A few months after that, I sat down and began to write my book. Oh, slowly at first, with intentions of a short story, but it began to take its own shape, and soon I had 2,000 words, than 3,000, than 5,000, then 20,000, and it kept going, on and on. I had never intended to write my first book for children. I had never intended to write a book at all.

But the words tumbled out, arising after a long, horrendous bout of writer’s block (about which I am wont to mention; I will only say that it was a supremely hellish time, all around). The words came, and I breathed an “ahhhhhh!” as if I had been in a stuffy, stinky room for ages, and had suddenly opened the door to a clean, dazzlingly clear sky.

This book. This book. It poured out. It split open and was torrential, I couldn’t keep my fingers from moving, my mind whizzed like snappy clockwork. I wrote at social events. I wrote while driving. I wrote at the dinner table. I wrote at night, begging for release from the insomnia. And I couldn’t always get it physically down on paper. The sheer frustration from this was driving me to want to kick walls. I think I may actually have kicked one or two. And perhaps even a car door. (Or, at least a tire. Is that so wrong)?


But, for all of this, I was happy, so dad-blamed ecstatic. For here was the moment, when I became free of whatever was binding me before. Free of The Block. Start the celebration. Insert party here.

The startling thing to contemplate is that it started with my father’s death. He, in his ultimate yielding to fate, life, nature, whatever name you’d like to give it, had left me a superlative gift of self-discovery and renewal. In the very suffering I felt from his falling away from all of us, I found a voice.

And it is in this voice that I began to create a story. Not a contemporary, adult story, full of nuance, sophistication, and cynical-yet-kicky phrases — but in a story for kids. A fairy tale, no less. Which I might not have summoned up, had it not been for the fact that I am, or was, a daughter of a brilliant man.

And also, I might mention, I am a mother.

My children provide a certain sense of renewal for me, as I am sure many children to for their mothers. Sometimes I feel as if every day is Christmas.

I have the sensation of being able to click on and off a button that imparts the vision of a child’s mind on life and the world, presented to this older person’s eye. That street corner over there is just a street corner, and then — oh, my, there it is — not just a street corner, but an interesting, alive place, full of wonder and depth, a suitable backdrop for a musical, or a place of magic and potential for all things glorious and shiny. The way a child sees things — or at least how I saw everything when I was a child.

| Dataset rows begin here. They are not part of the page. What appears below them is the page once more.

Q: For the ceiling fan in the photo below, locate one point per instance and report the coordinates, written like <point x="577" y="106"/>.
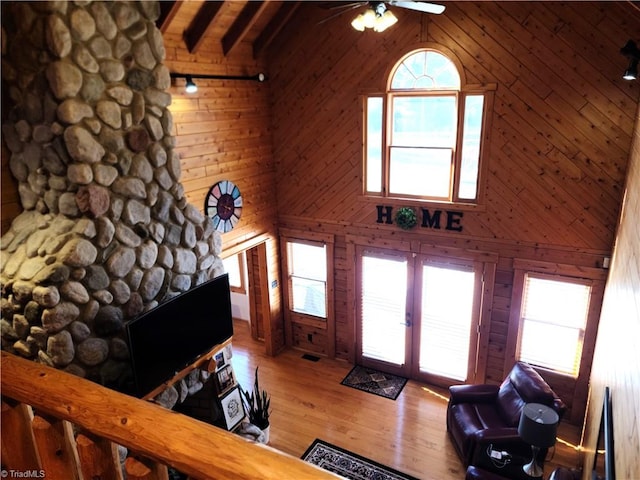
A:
<point x="378" y="16"/>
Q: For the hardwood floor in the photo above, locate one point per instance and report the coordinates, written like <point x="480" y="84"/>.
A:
<point x="408" y="434"/>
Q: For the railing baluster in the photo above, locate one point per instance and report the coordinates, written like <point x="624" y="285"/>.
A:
<point x="19" y="450"/>
<point x="56" y="446"/>
<point x="98" y="458"/>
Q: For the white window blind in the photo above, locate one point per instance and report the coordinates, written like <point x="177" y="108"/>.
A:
<point x="553" y="318"/>
<point x="383" y="304"/>
<point x="447" y="315"/>
<point x="308" y="278"/>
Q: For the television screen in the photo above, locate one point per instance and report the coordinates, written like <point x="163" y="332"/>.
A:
<point x="171" y="336"/>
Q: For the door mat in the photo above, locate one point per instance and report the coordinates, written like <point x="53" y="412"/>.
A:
<point x="374" y="381"/>
<point x="349" y="465"/>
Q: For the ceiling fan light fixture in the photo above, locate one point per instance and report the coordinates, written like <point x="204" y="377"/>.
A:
<point x="385" y="21"/>
<point x="377" y="17"/>
<point x="191" y="87"/>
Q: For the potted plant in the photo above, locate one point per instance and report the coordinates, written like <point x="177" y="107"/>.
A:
<point x="257" y="404"/>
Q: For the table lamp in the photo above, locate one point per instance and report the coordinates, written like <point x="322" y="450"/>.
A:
<point x="538" y="426"/>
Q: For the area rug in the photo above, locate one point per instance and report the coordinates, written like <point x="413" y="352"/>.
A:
<point x="374" y="381"/>
<point x="349" y="465"/>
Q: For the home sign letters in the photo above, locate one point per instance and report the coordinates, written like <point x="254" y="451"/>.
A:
<point x="449" y="220"/>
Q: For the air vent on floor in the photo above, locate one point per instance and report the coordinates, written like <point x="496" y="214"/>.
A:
<point x="311" y="358"/>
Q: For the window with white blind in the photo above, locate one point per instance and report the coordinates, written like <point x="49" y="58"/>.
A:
<point x="553" y="318"/>
<point x="447" y="316"/>
<point x="307" y="263"/>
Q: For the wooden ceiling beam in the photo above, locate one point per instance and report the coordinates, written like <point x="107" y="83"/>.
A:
<point x="168" y="10"/>
<point x="196" y="32"/>
<point x="247" y="18"/>
<point x="279" y="20"/>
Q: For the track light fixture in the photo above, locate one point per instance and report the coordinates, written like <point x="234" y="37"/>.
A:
<point x="630" y="50"/>
<point x="191" y="87"/>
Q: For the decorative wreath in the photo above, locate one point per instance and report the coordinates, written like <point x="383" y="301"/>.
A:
<point x="406" y="218"/>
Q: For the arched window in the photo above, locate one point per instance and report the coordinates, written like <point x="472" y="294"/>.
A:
<point x="424" y="136"/>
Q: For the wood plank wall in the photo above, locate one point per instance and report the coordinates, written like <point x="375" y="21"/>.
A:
<point x="616" y="361"/>
<point x="560" y="133"/>
<point x="223" y="132"/>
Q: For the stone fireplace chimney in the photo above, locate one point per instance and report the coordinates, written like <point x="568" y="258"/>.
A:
<point x="106" y="232"/>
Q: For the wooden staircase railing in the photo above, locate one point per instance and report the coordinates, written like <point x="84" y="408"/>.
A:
<point x="61" y="427"/>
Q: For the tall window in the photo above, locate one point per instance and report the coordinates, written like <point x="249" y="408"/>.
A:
<point x="553" y="318"/>
<point x="307" y="263"/>
<point x="423" y="137"/>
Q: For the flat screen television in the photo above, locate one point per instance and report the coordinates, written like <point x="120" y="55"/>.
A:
<point x="603" y="466"/>
<point x="169" y="337"/>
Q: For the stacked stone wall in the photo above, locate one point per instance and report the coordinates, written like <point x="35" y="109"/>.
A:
<point x="106" y="231"/>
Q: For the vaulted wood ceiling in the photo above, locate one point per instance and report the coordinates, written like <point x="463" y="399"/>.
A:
<point x="227" y="22"/>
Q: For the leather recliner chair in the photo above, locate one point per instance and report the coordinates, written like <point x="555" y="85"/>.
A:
<point x="479" y="416"/>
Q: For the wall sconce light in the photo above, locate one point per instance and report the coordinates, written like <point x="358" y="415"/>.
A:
<point x="191" y="87"/>
<point x="377" y="16"/>
<point x="630" y="50"/>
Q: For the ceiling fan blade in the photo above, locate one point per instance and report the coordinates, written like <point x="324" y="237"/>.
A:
<point x="344" y="9"/>
<point x="419" y="6"/>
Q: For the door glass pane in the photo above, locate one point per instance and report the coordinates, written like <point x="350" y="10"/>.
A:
<point x="473" y="112"/>
<point x="308" y="277"/>
<point x="384" y="293"/>
<point x="447" y="313"/>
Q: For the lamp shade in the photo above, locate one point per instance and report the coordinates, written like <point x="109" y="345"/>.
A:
<point x="538" y="425"/>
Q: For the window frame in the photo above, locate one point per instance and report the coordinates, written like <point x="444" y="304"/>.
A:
<point x="465" y="90"/>
<point x="581" y="331"/>
<point x="293" y="318"/>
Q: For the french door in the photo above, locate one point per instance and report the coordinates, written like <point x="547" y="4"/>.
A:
<point x="418" y="315"/>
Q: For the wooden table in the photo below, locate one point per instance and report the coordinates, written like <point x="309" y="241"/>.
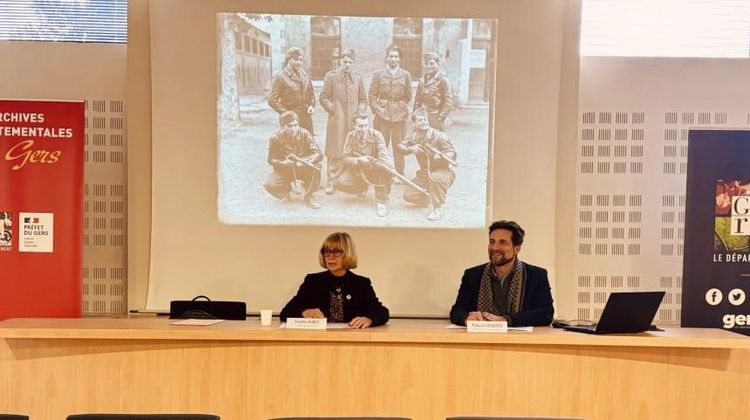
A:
<point x="50" y="368"/>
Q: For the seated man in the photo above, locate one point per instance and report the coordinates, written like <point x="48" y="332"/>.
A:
<point x="366" y="162"/>
<point x="436" y="158"/>
<point x="506" y="288"/>
<point x="295" y="158"/>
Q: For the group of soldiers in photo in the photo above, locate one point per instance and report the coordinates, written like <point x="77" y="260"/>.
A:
<point x="360" y="154"/>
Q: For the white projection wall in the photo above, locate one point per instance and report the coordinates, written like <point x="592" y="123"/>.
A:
<point x="415" y="270"/>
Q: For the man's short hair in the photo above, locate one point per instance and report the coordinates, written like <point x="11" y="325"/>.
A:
<point x="360" y="115"/>
<point x="293" y="52"/>
<point x="286" y="117"/>
<point x="431" y="56"/>
<point x="394" y="47"/>
<point x="349" y="53"/>
<point x="516" y="231"/>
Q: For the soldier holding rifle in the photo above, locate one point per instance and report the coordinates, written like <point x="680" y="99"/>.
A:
<point x="366" y="163"/>
<point x="295" y="158"/>
<point x="436" y="158"/>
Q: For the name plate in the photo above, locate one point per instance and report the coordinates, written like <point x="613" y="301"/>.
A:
<point x="487" y="326"/>
<point x="306" y="323"/>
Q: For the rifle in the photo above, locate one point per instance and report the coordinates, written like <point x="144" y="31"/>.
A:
<point x="295" y="158"/>
<point x="439" y="153"/>
<point x="393" y="172"/>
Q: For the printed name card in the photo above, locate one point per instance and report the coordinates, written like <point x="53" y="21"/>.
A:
<point x="487" y="326"/>
<point x="306" y="323"/>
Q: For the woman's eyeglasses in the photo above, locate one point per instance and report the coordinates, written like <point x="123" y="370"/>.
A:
<point x="335" y="252"/>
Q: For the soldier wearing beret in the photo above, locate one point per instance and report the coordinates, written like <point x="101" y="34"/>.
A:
<point x="389" y="96"/>
<point x="295" y="158"/>
<point x="292" y="90"/>
<point x="343" y="95"/>
<point x="434" y="92"/>
<point x="436" y="158"/>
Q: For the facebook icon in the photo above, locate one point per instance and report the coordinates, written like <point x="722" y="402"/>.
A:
<point x="714" y="296"/>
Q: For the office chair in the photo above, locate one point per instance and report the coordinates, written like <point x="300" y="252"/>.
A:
<point x="142" y="417"/>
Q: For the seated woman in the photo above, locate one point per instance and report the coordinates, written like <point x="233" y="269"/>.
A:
<point x="337" y="294"/>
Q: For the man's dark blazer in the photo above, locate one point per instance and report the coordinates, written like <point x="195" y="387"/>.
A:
<point x="536" y="306"/>
<point x="359" y="298"/>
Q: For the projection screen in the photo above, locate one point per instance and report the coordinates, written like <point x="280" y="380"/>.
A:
<point x="215" y="229"/>
<point x="256" y="85"/>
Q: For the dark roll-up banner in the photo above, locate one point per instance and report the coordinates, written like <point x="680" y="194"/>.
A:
<point x="716" y="264"/>
<point x="41" y="208"/>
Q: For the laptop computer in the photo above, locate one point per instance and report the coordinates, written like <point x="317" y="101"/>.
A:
<point x="624" y="312"/>
<point x="207" y="309"/>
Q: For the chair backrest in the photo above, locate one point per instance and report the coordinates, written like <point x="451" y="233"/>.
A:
<point x="510" y="418"/>
<point x="341" y="418"/>
<point x="142" y="417"/>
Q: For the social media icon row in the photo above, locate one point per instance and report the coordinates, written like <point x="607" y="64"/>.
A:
<point x="735" y="296"/>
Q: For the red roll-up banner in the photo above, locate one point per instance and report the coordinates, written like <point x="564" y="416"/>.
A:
<point x="41" y="208"/>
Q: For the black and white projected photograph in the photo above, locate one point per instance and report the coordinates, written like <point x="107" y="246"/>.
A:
<point x="354" y="121"/>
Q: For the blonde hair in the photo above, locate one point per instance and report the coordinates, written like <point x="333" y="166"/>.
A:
<point x="344" y="242"/>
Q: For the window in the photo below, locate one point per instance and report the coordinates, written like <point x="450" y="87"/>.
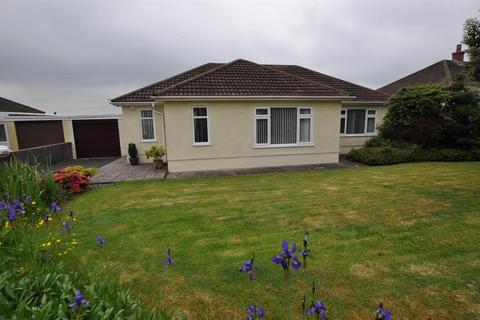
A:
<point x="283" y="126"/>
<point x="357" y="121"/>
<point x="3" y="134"/>
<point x="200" y="125"/>
<point x="147" y="125"/>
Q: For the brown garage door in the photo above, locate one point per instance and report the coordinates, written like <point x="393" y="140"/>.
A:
<point x="96" y="138"/>
<point x="38" y="133"/>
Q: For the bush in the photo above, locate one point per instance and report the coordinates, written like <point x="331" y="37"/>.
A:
<point x="156" y="151"/>
<point x="72" y="180"/>
<point x="434" y="116"/>
<point x="386" y="155"/>
<point x="88" y="172"/>
<point x="18" y="179"/>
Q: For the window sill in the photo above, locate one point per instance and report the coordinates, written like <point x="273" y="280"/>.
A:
<point x="342" y="135"/>
<point x="283" y="146"/>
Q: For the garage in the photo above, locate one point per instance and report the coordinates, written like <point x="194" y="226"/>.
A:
<point x="96" y="138"/>
<point x="38" y="133"/>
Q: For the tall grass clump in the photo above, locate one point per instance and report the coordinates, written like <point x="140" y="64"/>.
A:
<point x="18" y="179"/>
<point x="36" y="238"/>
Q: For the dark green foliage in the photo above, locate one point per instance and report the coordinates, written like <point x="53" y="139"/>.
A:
<point x="471" y="37"/>
<point x="434" y="116"/>
<point x="385" y="155"/>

I must admit, this way of seeing the world can sometimes be altogether disconcerting for a cranky adult, but it makes me so happy when I can get into their world. So I suppose it really shouldn’t be any big surprise that the first book I attempt is one for kids. These little ones have amplified me to a point where I am getting inside their heads, imagining, pretending with them, and this book is a physical testament to the natural progression of my life as it is.

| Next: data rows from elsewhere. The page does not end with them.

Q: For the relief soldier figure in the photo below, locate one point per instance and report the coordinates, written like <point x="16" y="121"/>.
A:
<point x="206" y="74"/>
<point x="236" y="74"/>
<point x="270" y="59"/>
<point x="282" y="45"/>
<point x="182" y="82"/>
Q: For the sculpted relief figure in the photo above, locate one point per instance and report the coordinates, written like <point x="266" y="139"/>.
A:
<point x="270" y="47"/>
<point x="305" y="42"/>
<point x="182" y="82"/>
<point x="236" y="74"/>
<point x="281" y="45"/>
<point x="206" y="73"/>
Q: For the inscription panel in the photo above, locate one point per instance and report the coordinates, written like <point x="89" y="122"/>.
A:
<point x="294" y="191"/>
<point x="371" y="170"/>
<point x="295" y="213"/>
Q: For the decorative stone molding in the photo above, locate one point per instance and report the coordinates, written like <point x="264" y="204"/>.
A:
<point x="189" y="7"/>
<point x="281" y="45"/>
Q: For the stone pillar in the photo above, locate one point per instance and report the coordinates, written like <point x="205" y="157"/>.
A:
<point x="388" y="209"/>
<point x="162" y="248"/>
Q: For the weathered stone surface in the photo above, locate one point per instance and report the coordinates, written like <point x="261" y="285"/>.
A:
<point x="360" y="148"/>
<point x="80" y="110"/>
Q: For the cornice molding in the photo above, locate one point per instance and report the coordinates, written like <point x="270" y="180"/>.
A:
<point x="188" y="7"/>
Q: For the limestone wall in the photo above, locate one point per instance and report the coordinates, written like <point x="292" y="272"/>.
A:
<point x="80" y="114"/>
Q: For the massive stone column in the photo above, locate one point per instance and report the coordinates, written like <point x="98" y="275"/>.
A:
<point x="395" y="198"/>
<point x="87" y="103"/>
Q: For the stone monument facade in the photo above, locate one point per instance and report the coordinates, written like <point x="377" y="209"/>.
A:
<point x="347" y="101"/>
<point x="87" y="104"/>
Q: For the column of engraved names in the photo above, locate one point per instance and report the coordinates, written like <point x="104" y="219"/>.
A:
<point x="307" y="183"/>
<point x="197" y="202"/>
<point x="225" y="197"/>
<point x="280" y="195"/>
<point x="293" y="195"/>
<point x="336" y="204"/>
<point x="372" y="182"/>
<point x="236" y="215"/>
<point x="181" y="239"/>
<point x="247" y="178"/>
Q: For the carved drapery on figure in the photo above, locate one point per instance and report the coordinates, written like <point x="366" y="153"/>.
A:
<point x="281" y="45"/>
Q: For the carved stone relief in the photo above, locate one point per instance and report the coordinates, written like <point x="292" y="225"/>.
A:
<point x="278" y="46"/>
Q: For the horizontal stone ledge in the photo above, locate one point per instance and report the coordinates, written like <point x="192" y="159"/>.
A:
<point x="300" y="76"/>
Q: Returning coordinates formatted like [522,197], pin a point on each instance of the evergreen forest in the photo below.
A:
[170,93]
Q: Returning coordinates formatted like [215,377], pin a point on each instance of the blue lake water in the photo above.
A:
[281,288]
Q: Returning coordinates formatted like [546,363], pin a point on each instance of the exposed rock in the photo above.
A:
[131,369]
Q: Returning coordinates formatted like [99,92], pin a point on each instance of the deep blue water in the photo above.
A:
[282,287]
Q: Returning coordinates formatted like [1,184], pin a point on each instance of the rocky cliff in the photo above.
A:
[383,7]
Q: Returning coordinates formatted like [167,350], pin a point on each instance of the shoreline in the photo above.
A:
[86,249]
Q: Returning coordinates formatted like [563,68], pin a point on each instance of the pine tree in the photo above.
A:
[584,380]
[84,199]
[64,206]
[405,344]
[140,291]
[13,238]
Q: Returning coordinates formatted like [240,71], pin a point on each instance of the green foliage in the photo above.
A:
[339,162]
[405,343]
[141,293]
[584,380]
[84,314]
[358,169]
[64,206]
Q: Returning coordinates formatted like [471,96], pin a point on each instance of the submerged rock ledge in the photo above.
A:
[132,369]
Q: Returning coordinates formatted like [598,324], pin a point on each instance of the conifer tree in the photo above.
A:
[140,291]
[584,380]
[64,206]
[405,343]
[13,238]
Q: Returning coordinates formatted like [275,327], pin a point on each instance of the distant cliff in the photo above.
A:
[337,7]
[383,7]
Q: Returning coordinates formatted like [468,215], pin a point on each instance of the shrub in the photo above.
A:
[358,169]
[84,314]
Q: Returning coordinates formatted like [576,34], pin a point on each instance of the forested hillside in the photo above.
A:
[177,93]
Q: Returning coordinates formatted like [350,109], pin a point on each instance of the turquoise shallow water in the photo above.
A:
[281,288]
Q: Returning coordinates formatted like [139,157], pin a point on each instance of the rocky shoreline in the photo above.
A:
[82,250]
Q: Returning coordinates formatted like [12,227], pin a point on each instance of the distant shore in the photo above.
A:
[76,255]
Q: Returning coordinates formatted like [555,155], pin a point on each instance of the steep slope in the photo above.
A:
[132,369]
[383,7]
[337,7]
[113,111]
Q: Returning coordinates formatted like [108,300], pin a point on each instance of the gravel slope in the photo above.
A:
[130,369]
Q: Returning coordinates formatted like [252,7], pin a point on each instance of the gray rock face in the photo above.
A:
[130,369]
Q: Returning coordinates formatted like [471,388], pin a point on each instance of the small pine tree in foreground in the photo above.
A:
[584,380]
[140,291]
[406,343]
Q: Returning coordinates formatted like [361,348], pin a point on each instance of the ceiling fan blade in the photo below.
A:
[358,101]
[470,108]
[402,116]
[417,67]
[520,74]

I am assured by this renewal that all things are growing how they need to grow, now. I am slowly, slowly heading in a direction where I am comfortable. One knows that a thing in one’s life is good and real, when the boundaries and restrictions seem to fall away, and a flowing sort of path presents itself.

How superb is it, when a battle full of spurts and stops suddenly concedes and lets in something that, at times, feels like it’s not even being created by me, but by another thing, an entity outside of myself?

That entity outside myself might be starting from me, or might be starting from somewhere else, but it’s stretching way up to the sky somewhere. It’s my dad. It’s my children. It’s the particular way that this humanity has woven itself through my center and threaded in these generations so much a part of myself — as they always have been, and always will be. I’m humbled and honored by this. And hoping — even believing — that it might last awhile longer.